Mental Health and Addictions Minister Judy Darcy says staff at the Overdose Emergency Response Centre at Vancouver General Hospital will work with five new regional response and community action teams to deliver tailored services.

Darcy says that could mean linking people who end up at emergency departments with overdose prevention sites, setting them up with housing or providing culturally appropriate services for those who are Indigenous.

The minister says she is working with various mayors to determine what services their communities need, such as distribution of naloxone, a drug that reverses overdoses.

Dr. Patricia Daly, chief medical health officer for Vancouver Coastal Health, will lead the centre and says data will be collected regularly so health experts are not waiting for statistics that are released every few months by the coroners service.

John Hedican says he wishes the Overdose Emergency Response Centre was around before his 26-year-old Ryan died from a fentanyl-laced heroin overdose.

“He was found unresponsive at his worksite during his lunch break,” he says. “While Ryan chose to try alcohol and later, drugs, he did not choose to be addicted to them. And our whole family experienced the horrendous lack of support this disease receives.”
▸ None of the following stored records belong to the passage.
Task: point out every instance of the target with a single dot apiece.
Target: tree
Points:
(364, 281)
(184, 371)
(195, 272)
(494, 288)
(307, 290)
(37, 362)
“It was solely up to us to try and find help and pay for private recovery at two different facilities. Our system did very little to support a disease that affects more people than cancer,” he adds.

Money for the centre is coming from $322 million worth of funding promised by the provincial government in September under the new ministry of Mental Health and Addictions.

So far this year, more than 1,100 fatal overdoses have been recorded in BC.